Le pouvoir narratif de la mère disparue
Ce trope du décès maternel a un rôle précis : provoquer une rupture d’innocence chez le héros. Cela permet de faire passer un personnage à l’âge adulte, ou de l’ancrer dans une quête de justice. Mais l’effet s’use. Lorsqu’on retrouve cette ficelle dans quasiment tous les arcs, elle perd en intensité. La mort d’Ida aurait pu marquer un changement d’écriture. Au lieu de cela, elle rappelle Ginny, disparue peu avant. Même mise en scène tragique, même isolement du personnage principal, mêmes regrets tardifs. Le mécanisme émotionnel est trop rodé pour surprendre.

Une dramatisation au détriment de la nouveauté
L’utilisation répétée de ce levier narratif pose un vrai problème : elle uniformise les flashbacks. Là où l’univers de One Piece brillait par sa richesse de ton et de récits, on se retrouve avec une recette dramatique qui tourne en rond. On anticipe le sort des mères dès leur première apparition. Ce qui était censé faire pleurer les fans devient un passage obligatoire sans grande saveur. L’effet dramatique est dilué, même si la mise en scène reste soignée. La surprise cède la place à l’attente cynique d’un dénouement connu d’avance.
Des figures féminines sous-exploitées
Autre point sensible : la quasi-absence de mères vivantes dans le présent du manga. Les pères, eux, sont souvent en vie, voire omniprésents. Dragon (Luffy), Garp, Kaido, Barbe Blanche, Big Mom, Yasopp… Autant de figures paternelles qui ont un rôle actif. Les mères ? Absentes, mortes, ou reléguées aux flashbacks. Cela renforce l’idée que leur seul rôle narratif est de mourir pour que leur enfant avance. Une logique dramatique unidimensionnelle qui dévalorise leur potentiel.

Une fanbase partagée face à ce choix
Sur les réseaux sociaux, les fans oscillent entre colère et lassitude. Certains défendent la cohérence thématique du manga, qui repose sur la perte, la souffrance et la résilience. D’autres appellent à plus d’invention et à renouveler les dynamiques des histoires personnelles. Les discussions Reddit et X (ex-Twitter) s’enflamment à chaque nouveau décès maternel. Même les lecteurs fidèles commencent à y voir un tic d’écriture, plus qu’un choix profond.
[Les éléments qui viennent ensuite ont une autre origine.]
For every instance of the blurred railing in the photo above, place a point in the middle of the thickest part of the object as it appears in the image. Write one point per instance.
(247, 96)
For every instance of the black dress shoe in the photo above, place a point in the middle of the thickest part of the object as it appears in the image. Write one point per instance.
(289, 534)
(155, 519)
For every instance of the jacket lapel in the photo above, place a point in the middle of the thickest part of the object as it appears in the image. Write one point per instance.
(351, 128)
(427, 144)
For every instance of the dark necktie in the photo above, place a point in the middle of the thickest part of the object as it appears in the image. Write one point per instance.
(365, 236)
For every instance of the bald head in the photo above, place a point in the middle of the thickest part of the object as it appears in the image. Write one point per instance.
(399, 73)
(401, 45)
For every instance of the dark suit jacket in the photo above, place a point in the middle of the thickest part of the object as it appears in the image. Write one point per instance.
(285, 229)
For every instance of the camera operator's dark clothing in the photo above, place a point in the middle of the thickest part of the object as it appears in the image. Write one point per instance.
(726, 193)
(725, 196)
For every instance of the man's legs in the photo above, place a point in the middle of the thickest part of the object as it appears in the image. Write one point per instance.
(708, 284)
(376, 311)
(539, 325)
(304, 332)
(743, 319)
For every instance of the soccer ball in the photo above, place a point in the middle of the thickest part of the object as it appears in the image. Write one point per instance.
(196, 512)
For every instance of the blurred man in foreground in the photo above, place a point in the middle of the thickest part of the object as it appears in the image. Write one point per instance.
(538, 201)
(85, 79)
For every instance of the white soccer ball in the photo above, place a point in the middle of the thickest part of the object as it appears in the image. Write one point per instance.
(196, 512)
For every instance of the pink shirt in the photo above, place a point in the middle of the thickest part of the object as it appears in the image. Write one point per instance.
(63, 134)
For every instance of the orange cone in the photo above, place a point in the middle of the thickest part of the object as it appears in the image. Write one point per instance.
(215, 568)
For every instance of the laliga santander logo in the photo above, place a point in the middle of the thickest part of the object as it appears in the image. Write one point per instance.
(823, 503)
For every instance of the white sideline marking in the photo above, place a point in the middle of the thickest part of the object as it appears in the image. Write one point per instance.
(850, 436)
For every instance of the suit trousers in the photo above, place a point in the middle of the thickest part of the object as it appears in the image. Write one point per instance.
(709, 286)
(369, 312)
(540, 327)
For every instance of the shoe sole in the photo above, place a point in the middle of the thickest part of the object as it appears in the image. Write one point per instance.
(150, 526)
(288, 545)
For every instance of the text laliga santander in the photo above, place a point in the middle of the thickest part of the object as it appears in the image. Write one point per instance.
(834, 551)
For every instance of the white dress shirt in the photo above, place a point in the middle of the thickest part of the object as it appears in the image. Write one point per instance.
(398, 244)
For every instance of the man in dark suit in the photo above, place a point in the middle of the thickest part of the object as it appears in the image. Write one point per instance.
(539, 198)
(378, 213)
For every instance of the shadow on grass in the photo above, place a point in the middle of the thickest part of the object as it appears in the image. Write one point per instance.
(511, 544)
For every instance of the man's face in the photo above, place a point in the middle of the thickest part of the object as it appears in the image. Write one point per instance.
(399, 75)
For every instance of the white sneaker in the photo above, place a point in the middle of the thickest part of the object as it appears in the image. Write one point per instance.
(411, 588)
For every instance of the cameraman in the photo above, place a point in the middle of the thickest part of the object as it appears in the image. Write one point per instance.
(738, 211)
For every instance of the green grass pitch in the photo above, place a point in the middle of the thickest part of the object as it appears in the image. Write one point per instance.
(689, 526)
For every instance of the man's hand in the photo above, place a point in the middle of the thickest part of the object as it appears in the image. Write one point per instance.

Cette perception peut à terme entacher la réputation de l’œuvre.
Vers une évolution du récit ?
Il reste une carte à jouer pour renverser la tendance : montrer une mère vivante, forte et active. Cela permettrait de briser le cycle et d’offrir une représentation plus riche des relations familiales. Ce ne serait pas la première fois que One Piece déjoue les attentes. Avec l’arrivée des derniers grands arcs, l’occasion est idéale pour casser ce schéma usé et proposer des parcours plus nuancés. La fanbase en serait probablement ravie.